Hartmann: We had this idea germinating to establish a rural track residency and we really couldn’t get it off the ground until we had the financial backing of HRSA. That enabled us to hire a consultant, and the consultant was indispensable in terms of putting together the grant application, the ACGME application, and moving forward over the first two years of the grant itself.
Shoemaker: Additionally, with the RRPD grant through HRSA, we have already participated in our first application season, with very positive results. We successfully matched our first two rural track residents from our rank list, and they began their residency training two months ago. As Dineen mentioned, our rural training track residents will spend their intern year in Sacramento then join us in Amador, starting in July 2022. Our community members and faculty are excited for this next phase to begin. We’re also already gearing up for our second interview season quite soon and looking forward to continuing the success we’ve had so far with our rural track program.

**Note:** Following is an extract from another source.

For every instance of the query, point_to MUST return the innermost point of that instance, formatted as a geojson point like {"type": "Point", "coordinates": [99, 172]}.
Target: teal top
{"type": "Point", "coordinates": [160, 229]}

Greer: I think some of our successes too have really been the partnership that we’ve been able to have and leverage the experience that we have here in Sacramento. The rural training faculty for several months now have been joining our faculty meetings, doing faculty development work with us to really get the program on solid footing. The faculty will be well-prepared and ready for residents from day one, because we’ve been able to establish the foundation of what faculty need to train residents. It will be seamless when they go out to Amador. They’ll already really know the faculty; the faculty will know them and their co-residents.
Hartmann: I think another major impact in the future is going to be that the continuity clinic for the residents will be embedded in the same clinic office that the current family medicine and internal medicine offices are. And the residents will have their own continuity patients. So it’s going to right away increase the availability of primary care providers.